The mystery begins in 1966, when astronomer Halton C. Arp published a
compilation of 338 photographs of highly asymmetrical galaxies and
galaxy groups taken at Palomar Mountain in Southern California.
Entitled “The Atlas of Peculiar Galaxies,” the book was one of the
first serious inquiries into the nature of what was, at the time, a
small class of disturbed galactic systems that were neither spiral nor
elliptical in form. One of these galaxies, number 192 (also known as
NGC 3303), has a distinctive spike appearing to jut from the galaxy’s
bulbous northwest side. Based on its appearance in the Arp Atlas, Peter Nilson described the feature as a “sharp jet” in his 1973
Uppsala Galaxy Catalogue.

The “spike” protrudes from the upper right-hand side of the galaxy.

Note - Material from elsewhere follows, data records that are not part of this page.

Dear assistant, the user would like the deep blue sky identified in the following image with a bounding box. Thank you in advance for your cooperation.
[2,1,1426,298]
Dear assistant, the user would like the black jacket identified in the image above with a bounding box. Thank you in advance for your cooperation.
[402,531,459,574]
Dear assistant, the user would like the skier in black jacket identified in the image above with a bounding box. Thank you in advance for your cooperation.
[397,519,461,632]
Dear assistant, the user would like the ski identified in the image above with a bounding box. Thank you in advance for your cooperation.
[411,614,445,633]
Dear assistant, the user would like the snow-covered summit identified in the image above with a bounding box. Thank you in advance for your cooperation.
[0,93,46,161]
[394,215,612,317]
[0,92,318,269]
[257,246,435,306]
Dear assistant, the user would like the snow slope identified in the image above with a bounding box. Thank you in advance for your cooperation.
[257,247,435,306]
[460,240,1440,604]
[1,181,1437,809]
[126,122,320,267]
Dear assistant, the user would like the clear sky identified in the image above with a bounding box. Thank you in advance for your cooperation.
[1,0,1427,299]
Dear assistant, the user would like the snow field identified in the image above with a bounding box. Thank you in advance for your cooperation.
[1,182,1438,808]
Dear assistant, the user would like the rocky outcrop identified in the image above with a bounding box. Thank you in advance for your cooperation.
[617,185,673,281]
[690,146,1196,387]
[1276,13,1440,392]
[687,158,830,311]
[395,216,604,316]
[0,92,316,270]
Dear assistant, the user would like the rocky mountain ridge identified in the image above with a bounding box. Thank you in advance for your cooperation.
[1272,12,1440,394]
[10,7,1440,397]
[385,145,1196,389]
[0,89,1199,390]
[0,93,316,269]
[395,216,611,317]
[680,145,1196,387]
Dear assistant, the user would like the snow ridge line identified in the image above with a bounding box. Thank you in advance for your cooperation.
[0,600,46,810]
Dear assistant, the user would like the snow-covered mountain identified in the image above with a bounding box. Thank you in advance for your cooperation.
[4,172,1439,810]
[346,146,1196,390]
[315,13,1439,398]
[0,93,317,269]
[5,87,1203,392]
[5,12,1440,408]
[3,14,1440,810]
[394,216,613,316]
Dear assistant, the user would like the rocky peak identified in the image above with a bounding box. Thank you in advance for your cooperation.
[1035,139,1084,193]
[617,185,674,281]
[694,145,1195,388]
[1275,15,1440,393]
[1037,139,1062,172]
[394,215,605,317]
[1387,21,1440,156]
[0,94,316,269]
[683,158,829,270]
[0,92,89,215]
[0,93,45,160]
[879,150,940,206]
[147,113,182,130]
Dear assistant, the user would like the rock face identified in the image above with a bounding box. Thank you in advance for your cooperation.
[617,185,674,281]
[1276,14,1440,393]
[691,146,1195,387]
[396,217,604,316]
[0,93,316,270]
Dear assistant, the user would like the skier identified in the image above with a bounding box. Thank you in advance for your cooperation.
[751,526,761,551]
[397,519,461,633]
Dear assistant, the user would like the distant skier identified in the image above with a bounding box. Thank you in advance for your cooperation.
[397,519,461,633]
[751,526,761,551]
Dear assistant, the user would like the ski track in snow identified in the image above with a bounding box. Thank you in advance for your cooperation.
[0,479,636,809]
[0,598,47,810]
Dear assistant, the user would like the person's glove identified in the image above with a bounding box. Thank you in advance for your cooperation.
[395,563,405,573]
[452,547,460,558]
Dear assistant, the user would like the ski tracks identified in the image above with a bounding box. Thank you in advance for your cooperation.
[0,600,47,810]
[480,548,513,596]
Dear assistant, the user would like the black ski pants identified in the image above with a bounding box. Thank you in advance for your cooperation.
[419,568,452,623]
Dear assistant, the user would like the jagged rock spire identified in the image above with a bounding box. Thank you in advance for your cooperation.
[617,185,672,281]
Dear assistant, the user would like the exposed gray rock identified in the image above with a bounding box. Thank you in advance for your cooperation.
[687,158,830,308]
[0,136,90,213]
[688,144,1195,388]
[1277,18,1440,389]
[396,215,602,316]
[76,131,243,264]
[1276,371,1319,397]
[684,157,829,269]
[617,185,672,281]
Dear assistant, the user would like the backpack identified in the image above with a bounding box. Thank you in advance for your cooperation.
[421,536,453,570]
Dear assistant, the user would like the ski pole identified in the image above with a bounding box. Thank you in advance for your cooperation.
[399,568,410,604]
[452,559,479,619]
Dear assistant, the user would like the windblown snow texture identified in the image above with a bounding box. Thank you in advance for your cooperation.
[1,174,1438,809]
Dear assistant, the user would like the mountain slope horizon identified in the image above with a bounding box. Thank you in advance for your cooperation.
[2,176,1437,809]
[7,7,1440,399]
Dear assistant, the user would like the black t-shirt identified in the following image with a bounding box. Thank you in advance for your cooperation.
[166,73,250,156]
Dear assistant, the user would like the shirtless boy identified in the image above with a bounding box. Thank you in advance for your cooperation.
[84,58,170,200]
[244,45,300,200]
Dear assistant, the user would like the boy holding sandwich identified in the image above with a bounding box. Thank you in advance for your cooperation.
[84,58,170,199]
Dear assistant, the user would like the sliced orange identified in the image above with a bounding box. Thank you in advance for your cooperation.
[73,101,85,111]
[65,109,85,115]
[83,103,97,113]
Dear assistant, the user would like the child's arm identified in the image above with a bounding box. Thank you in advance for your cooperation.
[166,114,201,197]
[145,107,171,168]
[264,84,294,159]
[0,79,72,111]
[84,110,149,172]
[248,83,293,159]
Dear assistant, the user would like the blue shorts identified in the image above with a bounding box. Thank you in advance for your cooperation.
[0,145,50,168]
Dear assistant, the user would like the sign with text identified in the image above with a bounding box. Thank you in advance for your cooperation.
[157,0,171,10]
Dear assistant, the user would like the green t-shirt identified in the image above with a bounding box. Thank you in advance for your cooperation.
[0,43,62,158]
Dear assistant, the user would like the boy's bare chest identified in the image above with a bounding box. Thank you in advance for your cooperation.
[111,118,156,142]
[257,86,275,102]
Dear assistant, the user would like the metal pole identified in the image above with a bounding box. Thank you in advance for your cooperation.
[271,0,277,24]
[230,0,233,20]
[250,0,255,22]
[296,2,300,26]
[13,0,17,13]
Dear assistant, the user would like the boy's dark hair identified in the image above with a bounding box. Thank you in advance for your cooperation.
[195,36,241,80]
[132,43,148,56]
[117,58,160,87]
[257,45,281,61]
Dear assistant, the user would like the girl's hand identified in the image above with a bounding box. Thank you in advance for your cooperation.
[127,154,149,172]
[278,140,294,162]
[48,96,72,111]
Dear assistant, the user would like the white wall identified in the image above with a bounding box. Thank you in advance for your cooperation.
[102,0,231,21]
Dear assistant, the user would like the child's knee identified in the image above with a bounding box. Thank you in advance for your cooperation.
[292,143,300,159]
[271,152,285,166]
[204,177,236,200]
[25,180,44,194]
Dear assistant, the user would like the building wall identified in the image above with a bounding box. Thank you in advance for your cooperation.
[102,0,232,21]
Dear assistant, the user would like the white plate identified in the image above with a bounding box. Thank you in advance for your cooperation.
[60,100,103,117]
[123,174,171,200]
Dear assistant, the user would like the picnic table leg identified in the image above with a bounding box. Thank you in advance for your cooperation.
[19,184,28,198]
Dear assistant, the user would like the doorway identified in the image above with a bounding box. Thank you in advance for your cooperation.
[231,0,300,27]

Forty years after the Atlas was published, two astronomy writers, Jeff
Kanipe and Dennis Webb, published their commemorative book The Arp
Atlas of Peculiar Galaxies: A Chronicle and Observer’s Guide

(Willmann-Bell). The book recounts Arp’s research leading to the
compilation of the Atlas and reproduces all of the original Atlas
images, along with modern images made by amateur astronomers.
Ironically, the authors ranked the Arp 192 spike/jet as a “challenge”
for advanced amateurs to photograph.

In August 2009, Kanipe and Webb learned that an amateur astronomer in
Minnesota, Rick Johnson, had made a deep image of Arp 192, one he
thought should have revealed the spike’s presence. Johnson reported,
however, that the spike was not visible. Suspecting that Johnson’s
exposure probably had not gone deep enough, Kanipe consulted recent
images of Arp 192, the best being from the Sloan Digital Sky Survey.
He inverted the image to a negative format, converted it to gray
scale, and then contrast-enhanced it so the resulting image
approximated the density of the one in the Atlas. No vestige of the
spike was apparent. It had truly vanished.

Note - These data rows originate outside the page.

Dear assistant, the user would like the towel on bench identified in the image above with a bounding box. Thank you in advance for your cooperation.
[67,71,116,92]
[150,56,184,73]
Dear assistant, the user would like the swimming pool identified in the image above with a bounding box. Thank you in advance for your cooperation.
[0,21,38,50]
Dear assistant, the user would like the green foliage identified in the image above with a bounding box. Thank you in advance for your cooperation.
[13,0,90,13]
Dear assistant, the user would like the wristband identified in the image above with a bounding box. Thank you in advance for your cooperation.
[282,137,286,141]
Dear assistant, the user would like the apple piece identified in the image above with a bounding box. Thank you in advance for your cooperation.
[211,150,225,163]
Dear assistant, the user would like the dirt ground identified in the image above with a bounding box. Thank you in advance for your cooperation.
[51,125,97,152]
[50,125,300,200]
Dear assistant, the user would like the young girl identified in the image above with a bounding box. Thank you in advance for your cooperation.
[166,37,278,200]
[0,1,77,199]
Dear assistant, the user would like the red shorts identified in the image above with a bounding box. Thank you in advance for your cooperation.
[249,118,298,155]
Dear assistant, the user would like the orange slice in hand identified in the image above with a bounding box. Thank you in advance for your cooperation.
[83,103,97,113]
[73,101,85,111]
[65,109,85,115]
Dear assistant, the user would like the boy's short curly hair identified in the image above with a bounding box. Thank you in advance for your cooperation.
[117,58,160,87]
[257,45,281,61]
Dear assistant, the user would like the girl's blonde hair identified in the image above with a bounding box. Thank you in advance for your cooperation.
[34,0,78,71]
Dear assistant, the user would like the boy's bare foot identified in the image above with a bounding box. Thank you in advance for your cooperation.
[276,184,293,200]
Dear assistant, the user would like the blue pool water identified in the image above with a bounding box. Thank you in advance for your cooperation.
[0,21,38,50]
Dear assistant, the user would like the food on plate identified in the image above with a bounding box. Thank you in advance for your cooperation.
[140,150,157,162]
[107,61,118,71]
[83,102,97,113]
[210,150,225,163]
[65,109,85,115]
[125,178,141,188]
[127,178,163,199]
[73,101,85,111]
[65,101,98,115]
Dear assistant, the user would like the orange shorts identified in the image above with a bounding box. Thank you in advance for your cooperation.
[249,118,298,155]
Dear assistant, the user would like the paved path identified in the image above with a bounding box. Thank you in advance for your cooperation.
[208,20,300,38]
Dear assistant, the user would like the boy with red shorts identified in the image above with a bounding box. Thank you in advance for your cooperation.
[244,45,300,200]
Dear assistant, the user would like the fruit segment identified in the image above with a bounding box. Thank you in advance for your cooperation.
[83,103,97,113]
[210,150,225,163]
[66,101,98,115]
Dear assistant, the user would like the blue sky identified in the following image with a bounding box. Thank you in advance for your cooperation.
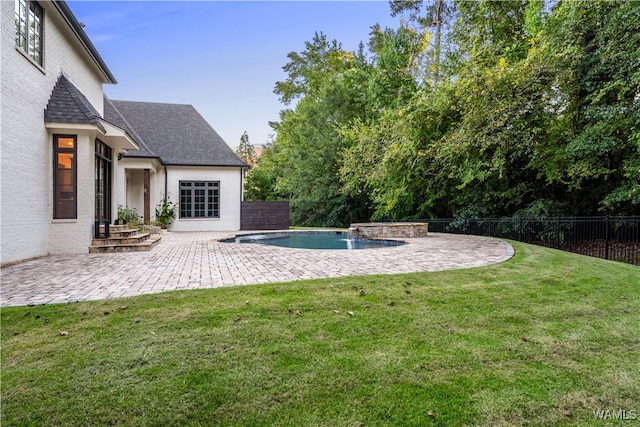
[67,1,401,148]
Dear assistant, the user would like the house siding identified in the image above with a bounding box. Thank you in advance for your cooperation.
[1,1,107,265]
[167,167,242,232]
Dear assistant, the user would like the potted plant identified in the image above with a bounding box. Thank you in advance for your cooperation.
[155,198,177,229]
[116,205,139,227]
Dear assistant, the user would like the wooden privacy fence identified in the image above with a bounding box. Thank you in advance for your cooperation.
[241,201,290,230]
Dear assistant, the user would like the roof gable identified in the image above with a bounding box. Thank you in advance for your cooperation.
[109,100,248,167]
[44,73,105,132]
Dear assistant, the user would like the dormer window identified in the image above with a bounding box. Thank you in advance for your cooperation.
[15,0,43,66]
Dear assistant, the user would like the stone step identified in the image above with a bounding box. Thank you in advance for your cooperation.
[105,224,129,231]
[97,226,140,238]
[91,233,152,246]
[88,234,162,254]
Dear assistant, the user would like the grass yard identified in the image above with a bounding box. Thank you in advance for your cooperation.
[1,242,639,426]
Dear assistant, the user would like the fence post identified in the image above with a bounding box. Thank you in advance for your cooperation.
[605,215,610,260]
[518,217,523,242]
[555,216,560,249]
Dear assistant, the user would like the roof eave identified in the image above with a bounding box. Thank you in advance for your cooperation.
[162,163,248,168]
[45,120,105,133]
[52,1,117,84]
[99,120,139,151]
[45,121,139,153]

“This was an exciting turn of events, and not a little disturbing,”
says Kanipe. “Galactic structures do change, but they change over
periods of several hundred million years. The human race hasn’t
existed long enough to observe dramatic structural changes in any
galaxy, but here was a feature that had evaporated in 40 years, and
nobody noticed.”

Possible explanations for the spike’s conspicuous absence included it
having been a photographic artifact, a plate defect, or an asteroid
trail. The orbits of thousands of minor planets have been so well
determined that by calculating “backward” in time one can ascertain an
asteroid’s position on any day in the past. Archivists at the Carnegie
Observatories headquarters in Pasadena, California, confirmed to
Kanipe that the original plate was taken on 19 February 1964. Brian
Marsden, director emeritus of the Minor Planet Center at the
Harvard-Smithsonian Center for Astrophysics in Cambridge,
Massachusetts, subsequently confirmed that minor planet (84447) 2002
TU240 would have been located near the sky coordinates for Arp 192 on
that date in 1964. With that, the mystery was solved.

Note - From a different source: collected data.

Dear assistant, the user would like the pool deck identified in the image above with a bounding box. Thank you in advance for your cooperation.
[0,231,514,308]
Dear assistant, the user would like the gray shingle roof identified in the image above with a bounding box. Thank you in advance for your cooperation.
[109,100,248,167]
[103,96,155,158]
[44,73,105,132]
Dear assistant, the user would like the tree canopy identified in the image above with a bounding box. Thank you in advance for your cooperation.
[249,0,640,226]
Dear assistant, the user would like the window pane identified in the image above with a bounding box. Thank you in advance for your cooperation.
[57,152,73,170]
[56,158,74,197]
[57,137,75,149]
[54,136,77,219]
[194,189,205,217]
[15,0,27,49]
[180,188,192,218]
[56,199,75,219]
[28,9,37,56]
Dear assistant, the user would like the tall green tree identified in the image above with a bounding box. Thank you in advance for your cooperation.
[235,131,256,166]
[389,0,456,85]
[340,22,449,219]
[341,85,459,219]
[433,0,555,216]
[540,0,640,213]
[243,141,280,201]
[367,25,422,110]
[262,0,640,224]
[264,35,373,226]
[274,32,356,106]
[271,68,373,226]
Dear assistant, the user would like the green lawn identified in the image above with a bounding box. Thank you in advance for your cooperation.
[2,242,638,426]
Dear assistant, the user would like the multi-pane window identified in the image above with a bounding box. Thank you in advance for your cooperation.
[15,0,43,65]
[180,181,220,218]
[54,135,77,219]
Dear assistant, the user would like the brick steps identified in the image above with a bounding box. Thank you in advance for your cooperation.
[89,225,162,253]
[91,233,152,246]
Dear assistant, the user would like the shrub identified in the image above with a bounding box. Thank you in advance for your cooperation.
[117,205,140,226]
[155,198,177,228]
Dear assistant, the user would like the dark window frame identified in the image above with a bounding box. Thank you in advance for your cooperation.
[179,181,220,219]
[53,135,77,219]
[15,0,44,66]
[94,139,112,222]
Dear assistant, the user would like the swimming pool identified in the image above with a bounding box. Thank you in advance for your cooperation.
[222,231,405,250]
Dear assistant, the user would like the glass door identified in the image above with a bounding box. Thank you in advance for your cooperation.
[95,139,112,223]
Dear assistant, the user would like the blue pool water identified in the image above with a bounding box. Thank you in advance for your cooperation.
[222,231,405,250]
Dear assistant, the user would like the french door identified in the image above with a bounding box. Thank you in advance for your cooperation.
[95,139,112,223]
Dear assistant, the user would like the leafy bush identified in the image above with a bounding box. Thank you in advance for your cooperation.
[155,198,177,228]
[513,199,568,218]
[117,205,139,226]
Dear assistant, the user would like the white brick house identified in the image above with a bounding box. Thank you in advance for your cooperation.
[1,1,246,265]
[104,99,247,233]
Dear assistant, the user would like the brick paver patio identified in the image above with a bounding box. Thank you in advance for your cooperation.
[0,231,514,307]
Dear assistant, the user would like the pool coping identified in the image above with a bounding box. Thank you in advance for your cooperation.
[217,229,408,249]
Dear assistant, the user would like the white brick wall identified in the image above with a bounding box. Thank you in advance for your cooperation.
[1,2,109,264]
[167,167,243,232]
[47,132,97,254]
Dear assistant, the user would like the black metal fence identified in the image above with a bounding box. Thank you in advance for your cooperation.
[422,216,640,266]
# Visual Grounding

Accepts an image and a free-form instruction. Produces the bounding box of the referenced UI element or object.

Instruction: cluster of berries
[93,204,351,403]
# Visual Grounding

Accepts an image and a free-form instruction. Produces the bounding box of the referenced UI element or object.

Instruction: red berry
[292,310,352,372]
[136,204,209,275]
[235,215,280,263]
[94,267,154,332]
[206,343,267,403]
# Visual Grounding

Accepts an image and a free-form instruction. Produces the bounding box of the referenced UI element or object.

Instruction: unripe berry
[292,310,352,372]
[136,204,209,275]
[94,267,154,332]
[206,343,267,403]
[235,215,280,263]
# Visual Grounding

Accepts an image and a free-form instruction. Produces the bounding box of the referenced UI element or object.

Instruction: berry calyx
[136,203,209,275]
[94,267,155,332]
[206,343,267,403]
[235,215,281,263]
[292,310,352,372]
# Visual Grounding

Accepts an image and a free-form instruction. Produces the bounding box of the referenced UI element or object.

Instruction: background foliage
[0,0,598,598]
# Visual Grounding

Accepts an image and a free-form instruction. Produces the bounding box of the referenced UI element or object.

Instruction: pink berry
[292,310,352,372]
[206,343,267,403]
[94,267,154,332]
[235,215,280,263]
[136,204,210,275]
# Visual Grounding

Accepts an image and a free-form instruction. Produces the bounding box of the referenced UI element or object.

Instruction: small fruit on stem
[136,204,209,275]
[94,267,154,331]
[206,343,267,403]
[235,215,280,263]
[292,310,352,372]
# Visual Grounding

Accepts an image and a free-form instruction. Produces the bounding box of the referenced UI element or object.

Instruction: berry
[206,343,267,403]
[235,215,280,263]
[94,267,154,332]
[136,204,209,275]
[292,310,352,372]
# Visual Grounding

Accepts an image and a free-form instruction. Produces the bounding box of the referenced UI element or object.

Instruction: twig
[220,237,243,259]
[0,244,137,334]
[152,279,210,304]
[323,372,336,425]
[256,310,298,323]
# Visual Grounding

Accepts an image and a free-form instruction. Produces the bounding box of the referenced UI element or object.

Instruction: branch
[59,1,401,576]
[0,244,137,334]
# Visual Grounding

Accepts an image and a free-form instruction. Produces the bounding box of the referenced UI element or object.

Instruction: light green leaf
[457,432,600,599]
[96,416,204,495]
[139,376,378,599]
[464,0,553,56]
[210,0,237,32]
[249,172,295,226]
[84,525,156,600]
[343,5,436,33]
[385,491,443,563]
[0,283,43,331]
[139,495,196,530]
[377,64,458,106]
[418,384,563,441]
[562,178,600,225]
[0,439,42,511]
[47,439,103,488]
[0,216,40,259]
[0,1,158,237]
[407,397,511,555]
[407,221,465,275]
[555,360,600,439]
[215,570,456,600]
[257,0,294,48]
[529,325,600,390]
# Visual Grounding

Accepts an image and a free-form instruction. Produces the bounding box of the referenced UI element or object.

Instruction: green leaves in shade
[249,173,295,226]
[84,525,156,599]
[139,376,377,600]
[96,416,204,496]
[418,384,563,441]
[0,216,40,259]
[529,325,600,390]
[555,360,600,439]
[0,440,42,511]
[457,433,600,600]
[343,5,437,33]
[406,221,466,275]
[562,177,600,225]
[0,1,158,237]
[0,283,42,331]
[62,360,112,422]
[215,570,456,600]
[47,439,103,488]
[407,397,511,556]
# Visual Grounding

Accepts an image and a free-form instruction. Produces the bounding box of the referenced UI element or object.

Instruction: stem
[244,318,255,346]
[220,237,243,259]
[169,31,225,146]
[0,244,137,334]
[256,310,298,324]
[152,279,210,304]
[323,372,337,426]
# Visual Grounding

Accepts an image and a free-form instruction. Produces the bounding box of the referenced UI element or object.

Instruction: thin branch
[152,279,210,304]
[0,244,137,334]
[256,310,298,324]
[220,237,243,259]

The asteroid was discovered on 6 October 2002 by the Near Earth
Asteroid Telescope on Haleakala, Maui, Hawaii. The Arp 192 Atlas image
is the earliest known prediscovery image of this object. Just after
Thanksgiving 2009, Kanipe learned from Marsden that minor planet
(84447) 2002 TU240, now bore a different name: 84447 Jeffkanipe.

The extraordinary coincidence of an asteroid trail being captured as
it happened to transit a small peculiar galaxy understandably led to
the erroneous conclusion that the spike was an intrinsic feature.
Thereafter, it became part of the astronomical literature; if not for
the question posed by an amateur astronomer, it might still be.